Being born Trans is a bored I bear.
You wanna interact on normal grounds with people but its impossible to, I never was into any sport growing up. cause i didn't wanna be put with the girls, didn't get why I cant play ball with the boys ma friends(when I could play just good or beta than some), so I never joined any sport activities, cause if it was running? you had to run with girl and same goes for everything. so i never got to know how far i Might have gone with sports as a career.
I don't know but I was aware I wasn't a girl at an early age, so there wasn't a time I tired to fit in ( technically fitting in was impossible) it was a case of: I felt different, thought i was mentally sick, researched found out, I only found out at age 12, and since Then Life has been the same, actually there wasn't much of a diff' between b4 or after I found out ( though I never came out FOR VERY GOOD REASONS- like getting thrown into a mental home or killed).
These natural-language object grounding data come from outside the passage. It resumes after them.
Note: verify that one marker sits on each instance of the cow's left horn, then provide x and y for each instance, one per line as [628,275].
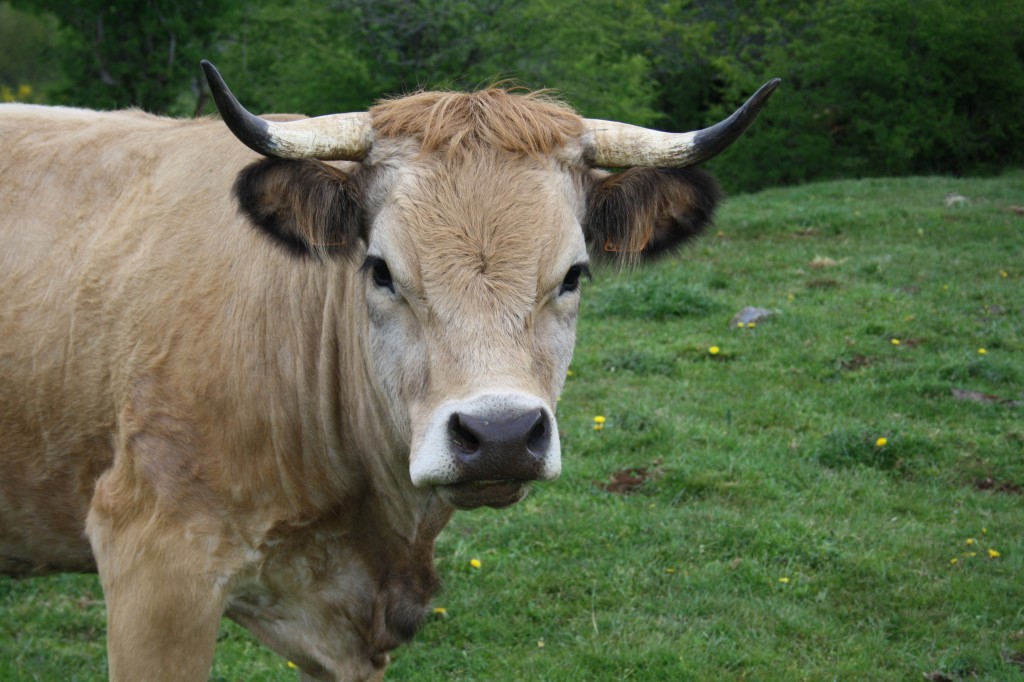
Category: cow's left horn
[622,145]
[334,137]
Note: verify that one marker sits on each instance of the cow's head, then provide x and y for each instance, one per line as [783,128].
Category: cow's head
[472,219]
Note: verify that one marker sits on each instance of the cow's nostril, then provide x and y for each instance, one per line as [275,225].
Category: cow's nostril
[462,437]
[537,441]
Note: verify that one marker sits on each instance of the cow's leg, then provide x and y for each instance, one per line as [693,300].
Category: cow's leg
[164,578]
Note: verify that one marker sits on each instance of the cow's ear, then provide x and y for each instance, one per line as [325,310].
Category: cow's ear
[644,213]
[308,207]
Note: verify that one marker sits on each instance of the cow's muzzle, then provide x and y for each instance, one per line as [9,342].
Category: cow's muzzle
[485,451]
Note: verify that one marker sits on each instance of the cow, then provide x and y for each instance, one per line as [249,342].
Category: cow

my kind of person doesn't like to be the center of attention, i literally hide, don't go out unless necessary, don't club nor party, and now it's all habits, I don't know if right now I just enjoy it all (don't know if that a good thing, I don't even know how to call people, well that's aside, I don't know If this' called living? Though am In school and that's one of the reason am still in my country presently. ma social Life isn't anything to envy.
I don't even Know what field of sport I would have taken up as a Career?
Never had the chance to Join any. when I think about All this? I wish i came as normal as any guy would. men does it hurt!
I don't have access to a gender therapist ( though I need one), non exist in my country ( tried to talk to a doctor and was referred to a mental home.) And to get an online therapist is expensive, am still working on living my country. Well the soon the beta, before I disappear... I need support cause I don't have a job, and still a student( managed to finish paying my school fee, it was quite much), and working on how to get out of my country is expensive, and I still have to pay for top surgery, and Naira has dropped making it hard (the curreny in my country: Nigeria is Naira).
I don't really know how to ask, its not a thing of pride. But I don't how to. Crossing my fingers and praying for the very best.